Die Bundesregierung argumentiert gegen die Verschärfung unter anderem mit Vertrauensschutz für die bereits getätigten hohen Investitionen. Ob ihr das gelingt, ist vor allem eine Frage rechtlicher Auseinandersetzungen mit der Kommission sowie einer möglichen Verständigung mit den Kritikerstaaten. Das dürfte nicht einfach werden. Vor allem als sich das traditionell mit Deutschland verbündete Frankreich vor einigen Monaten demonstrativ auf die Gegnerseite des Projekts stellte, war das für Berlin ein schwerer, auch symbolischer Schlag.
Für Kanzlerin Merkel war die Gasleitung lange ein rein wirtschaftliches, unternehmerisches Projekt, in das sich die Regierung nicht einmischen sollte.

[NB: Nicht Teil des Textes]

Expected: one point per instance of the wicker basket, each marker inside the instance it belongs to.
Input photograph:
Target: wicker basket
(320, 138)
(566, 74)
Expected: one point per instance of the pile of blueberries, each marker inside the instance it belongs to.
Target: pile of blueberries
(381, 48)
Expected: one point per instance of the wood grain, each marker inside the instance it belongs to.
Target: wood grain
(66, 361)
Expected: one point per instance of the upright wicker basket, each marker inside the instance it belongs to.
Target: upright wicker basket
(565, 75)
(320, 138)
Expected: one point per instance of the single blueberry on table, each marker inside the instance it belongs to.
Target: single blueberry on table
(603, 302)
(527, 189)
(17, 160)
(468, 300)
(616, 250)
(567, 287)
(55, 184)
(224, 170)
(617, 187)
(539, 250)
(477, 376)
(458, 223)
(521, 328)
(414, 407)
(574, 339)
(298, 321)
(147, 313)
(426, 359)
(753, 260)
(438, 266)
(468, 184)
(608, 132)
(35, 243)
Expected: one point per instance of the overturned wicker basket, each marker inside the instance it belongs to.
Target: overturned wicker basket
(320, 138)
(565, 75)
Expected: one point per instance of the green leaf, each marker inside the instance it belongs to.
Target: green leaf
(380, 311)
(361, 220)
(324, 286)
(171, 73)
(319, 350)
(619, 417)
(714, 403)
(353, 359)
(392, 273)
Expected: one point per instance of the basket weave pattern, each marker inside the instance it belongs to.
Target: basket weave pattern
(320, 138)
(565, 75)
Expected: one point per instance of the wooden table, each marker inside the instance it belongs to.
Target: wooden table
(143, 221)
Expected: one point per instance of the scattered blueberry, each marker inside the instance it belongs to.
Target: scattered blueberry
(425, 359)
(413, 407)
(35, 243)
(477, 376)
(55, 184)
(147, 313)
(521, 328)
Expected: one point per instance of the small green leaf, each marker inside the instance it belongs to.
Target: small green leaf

Erst im April gab die Kanzlerin nach immer heftigerer ausländischer Kritik zu, dass "natürlich auch politische Faktoren zu berücksichtigen sind". "Berücksichtigen" heißt für sie aber keinesfalls, diesen Ländern ein Veto einzuräumen.
Die Leitung ist fast fertig
Und Verbündete gibt es auch. So gab Dänemark im Oktober Umwelteinwände gegen ein Teilstück der Leitung auf, das durch dänische Hoheitsgewässer führen soll. Die Nord Stream 2 AG hatte mehr als anderthalb Jahre auf die Zustimmung der Dänen gewartet.
Dem Unternehmen zufolge sind inzwischen mehr als 2000 Kilometer des Pipeline-Doppelstrangs verlegt worden. In russischen, finnischen und schwedischen Gewässern seien die Arbeiten vollständig, in deutschen Gewässern größtenteils abgeschlossen. Der Bau beider Anlandestationen in Russland und Deutschland stehe kurz vor dem Abschluss. Jährlich sollen in Zukunft 55 Milliarden Kubikmeter Erdgas durch die Rohre nach Deutschland fließen - wenn sich nicht doch noch die Gegner durchsetzen.